The challenge here is to protect the database from bloating caused by the old versions of records that are not used anymore by any transaction but are still taking up the space. There needs to be a process sweeping the database and removing such unnecessary data (think garbage collector for databases). In PostgreSQL such process is called autovacuum (“auto” because you can also run vacuum manually whenever you think is the right moment).

Hypothetically, this could be turned into an advantage if your use case was to store historical data. You could then go back in time and compare values from different points in the past.
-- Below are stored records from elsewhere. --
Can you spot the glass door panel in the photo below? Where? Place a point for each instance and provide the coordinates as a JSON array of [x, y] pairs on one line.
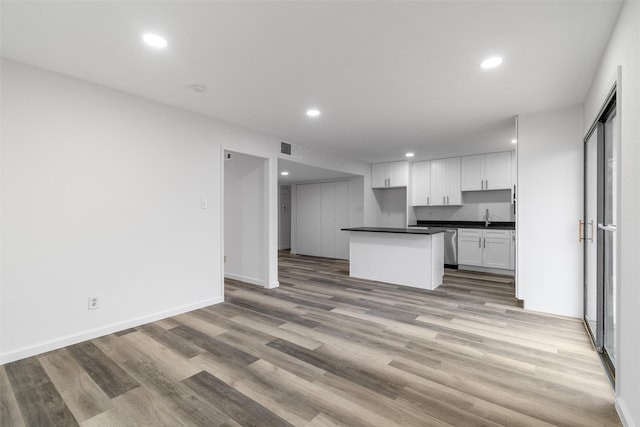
[[610, 233], [600, 252], [591, 296]]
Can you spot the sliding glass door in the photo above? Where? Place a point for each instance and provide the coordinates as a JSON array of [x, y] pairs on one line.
[[599, 233]]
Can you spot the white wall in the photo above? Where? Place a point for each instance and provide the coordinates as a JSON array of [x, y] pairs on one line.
[[624, 50], [475, 204], [101, 195], [245, 210], [550, 169]]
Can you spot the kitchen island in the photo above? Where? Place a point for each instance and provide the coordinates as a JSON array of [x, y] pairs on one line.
[[402, 256]]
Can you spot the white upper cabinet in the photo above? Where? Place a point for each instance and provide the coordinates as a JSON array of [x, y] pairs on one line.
[[421, 183], [388, 175], [445, 182], [486, 172]]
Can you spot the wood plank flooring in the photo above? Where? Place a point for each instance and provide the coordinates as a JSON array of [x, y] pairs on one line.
[[325, 350]]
Another potential issue is the wraparound of the counter generating sequential transaction identifiers. Counters have limits and eventually they reach their max values. At some point xid will need to roll over and start from zero. If incorrectly set up, or even worse: when disabled, it can hit back in the least expected moment (which can have unpleasant consequences for you and your users).

Displaying balances of two accounts

Going back to the accounts problem, what if now Bob wanted to transfer money to Alice? It would be convenient for him if he could monitor the progress of this action.

While the transfer takes place he would like to see both his and Alice’s balance. Let’s assume for the sake of this example that it is perfectly legal for Bob to see how much money Alice has in her account. How does MVCC comes into play?

Here is what would happen if a transaction reading balances interleaved with a transaction that updated both accounts:

Snapshot isolation in MVCC

Transaction #1 (xid=48) starts first and manages to fetch balance of Bob’s account before the second transaction (xid=49) updates this account.

But then transaction #2 updates Alice’s account before transaction #1 gets a chance to check its balance.

Now, depending on the isolation level, transaction #1 either:

returns the new value (700$) in READ COMMITTED mode, since this is what was literally just “committed” (but then Bob would see inconsistent view of the data)
…or returns 500$ if in REPEATABLE READ mode (the value is older but it coherently shows a state of the database at some point of time)

In this case, the second option sounds like a more reasonable thing to do. At least it should behave less surprising for Bob.

PostgreSQL can make the distinction which value should be returned because it sees 2 versions of the record:

balance=500$, xmin=47, xmax=49
balance=700$, xmin=49

Because PostgreSQL knows the xid of transaction #1 (xid=48) it can make an informed decision whether it should return the most recently committed record updated while it was still running (700$: xmin=49 > xid=48) or return an older version but consistent with the first select (500$: xmin=47 < xid=48 < xmax=49).

If you have stayed till the end and it made you eager to learn more then Martin Kleppmann’s book, “Designing Data-Intensive Applications”, should be able to satisfy your curiosity. It is a tough and long read but it is definitely worth the time and effort.

Another good source is PostgreSQL documentation. There is a whole chapter that contains a succinct explanation of concurrency problems that could happen and how they were solved in PostgreSQL.

However, you may find those docs a little bit shallow because they are lacking a detailed explanation how each concurrency mechanism was actually implemented. Fortunately, there exists an extensive documentation that will take you on a deep dive on all the intricacies of PostgreSQL internals.